Early warning system for financial market discussed

The National Financial Supervisory Commission and the Korea International Cooperation Agency (KOICA) held a seminar in the northern province of Vinh Phuc on December 16 to look at building an early warning system for the financial market.

At present, Vietnam’s financial market comprises three major sectors - banking, securities and insurance - which are growing but still face risks, such as a high credit/GDP ratio compared to other countries in the region and the world, and high credit volume in real estate, while bad debts and assets remain within an underdeveloped debt trading market, said deputy head of the commission’s general supervision board Duong Hong Ha.

In the securities sector, the volatility of stock indices remains high. Individual investors account for about 80% of stock transactions.

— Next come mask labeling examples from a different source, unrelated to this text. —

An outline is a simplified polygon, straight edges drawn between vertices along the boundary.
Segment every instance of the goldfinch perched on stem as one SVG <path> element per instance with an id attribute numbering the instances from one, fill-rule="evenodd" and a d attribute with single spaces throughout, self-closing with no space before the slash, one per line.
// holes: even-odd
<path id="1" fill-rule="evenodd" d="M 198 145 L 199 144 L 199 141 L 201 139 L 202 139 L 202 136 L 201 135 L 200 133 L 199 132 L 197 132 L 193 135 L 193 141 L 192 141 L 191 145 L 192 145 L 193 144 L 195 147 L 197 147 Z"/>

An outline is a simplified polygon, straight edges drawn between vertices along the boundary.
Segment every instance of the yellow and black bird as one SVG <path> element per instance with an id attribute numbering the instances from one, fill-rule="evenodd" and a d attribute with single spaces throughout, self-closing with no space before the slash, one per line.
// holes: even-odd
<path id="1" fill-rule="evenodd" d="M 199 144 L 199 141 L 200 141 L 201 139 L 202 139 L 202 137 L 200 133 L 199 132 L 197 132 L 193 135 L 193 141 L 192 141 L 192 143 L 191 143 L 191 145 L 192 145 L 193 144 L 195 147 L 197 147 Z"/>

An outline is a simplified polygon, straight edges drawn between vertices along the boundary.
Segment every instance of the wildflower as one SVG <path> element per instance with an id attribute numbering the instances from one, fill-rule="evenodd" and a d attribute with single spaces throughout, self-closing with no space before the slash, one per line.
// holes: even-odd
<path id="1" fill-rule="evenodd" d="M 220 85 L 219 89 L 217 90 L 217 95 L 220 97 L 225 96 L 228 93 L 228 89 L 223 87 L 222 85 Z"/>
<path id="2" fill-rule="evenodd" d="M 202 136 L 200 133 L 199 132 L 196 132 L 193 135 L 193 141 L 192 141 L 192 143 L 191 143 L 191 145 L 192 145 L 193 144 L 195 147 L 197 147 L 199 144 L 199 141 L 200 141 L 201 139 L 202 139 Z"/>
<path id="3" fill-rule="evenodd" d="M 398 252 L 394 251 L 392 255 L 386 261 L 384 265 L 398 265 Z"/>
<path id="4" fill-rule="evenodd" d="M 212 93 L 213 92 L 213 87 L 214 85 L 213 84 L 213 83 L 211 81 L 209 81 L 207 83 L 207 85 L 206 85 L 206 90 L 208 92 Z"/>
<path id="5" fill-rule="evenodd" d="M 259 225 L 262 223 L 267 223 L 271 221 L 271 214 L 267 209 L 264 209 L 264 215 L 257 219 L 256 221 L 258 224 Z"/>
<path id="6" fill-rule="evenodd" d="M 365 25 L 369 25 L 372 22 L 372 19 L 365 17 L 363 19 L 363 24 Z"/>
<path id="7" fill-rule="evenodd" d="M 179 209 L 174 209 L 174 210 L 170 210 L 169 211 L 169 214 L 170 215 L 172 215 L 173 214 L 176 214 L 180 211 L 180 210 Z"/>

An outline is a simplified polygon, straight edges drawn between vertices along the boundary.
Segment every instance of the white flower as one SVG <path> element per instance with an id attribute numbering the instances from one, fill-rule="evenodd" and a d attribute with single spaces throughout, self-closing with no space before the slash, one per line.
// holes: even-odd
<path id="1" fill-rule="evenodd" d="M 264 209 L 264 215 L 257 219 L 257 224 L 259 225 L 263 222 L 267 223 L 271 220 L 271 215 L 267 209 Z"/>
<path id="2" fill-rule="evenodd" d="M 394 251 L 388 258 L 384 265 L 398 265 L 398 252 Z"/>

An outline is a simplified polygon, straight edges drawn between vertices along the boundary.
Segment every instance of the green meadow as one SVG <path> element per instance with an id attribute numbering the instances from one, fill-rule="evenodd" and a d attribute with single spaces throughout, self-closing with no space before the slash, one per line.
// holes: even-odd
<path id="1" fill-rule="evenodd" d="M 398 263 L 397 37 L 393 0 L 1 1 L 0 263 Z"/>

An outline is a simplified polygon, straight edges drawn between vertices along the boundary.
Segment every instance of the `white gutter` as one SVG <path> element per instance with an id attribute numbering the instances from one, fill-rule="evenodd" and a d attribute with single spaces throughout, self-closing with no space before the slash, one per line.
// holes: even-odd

Up to 95% of corporate bonds are issued through private placements, and the finance - real estate - construction sector accounts for nearly 70% of market capitalisation and liquidity.

The scale and penetration of Vietnam's insurance market remain low, given that the ratio of premium volume to GDP in 2021 was 2.5% compared to ASEAN’s average of 3.35%. A number of insurance providers have also failed to follow regulations on information disclosure.

Ha suggested fine-tuning the legal framework to deal with bad debts and restructure weak credit organisations, improving policy forecasting, and facilitating the issuance of corporate bonds to the public.

There should be a roadmap for the equitisation of the Vietnam Stock Exchange, he said, adding that regulations on information disclosure and penalties for violations committed by insiders and major shareholders should be stricter.

In order to improve the resilience of banks in Vietnam, Deputy Director of the State Bank of Vietnam’s Department of Safety Policy in Bank Operation, Inspection and Supervision Le Trung Kien called for a supervision handbook to be issued to replace that issued in 2017, with guidelines on inspecting the resilience of foreign credit organisations and branches.

Dr Phung The Dong from the commission advised policymakers to actively and flexibly adjust prices of goods under the management of the State to prevent shocks to consumers. At the same time, exports should grow sustainably in both quantity and quality to ensure foreign exchange reserves.

Experts at the event also presented studies on the supervision of financial groups in Vietnam, and the impacts of macro-economic factors on the securities market and currency supplies in the country./.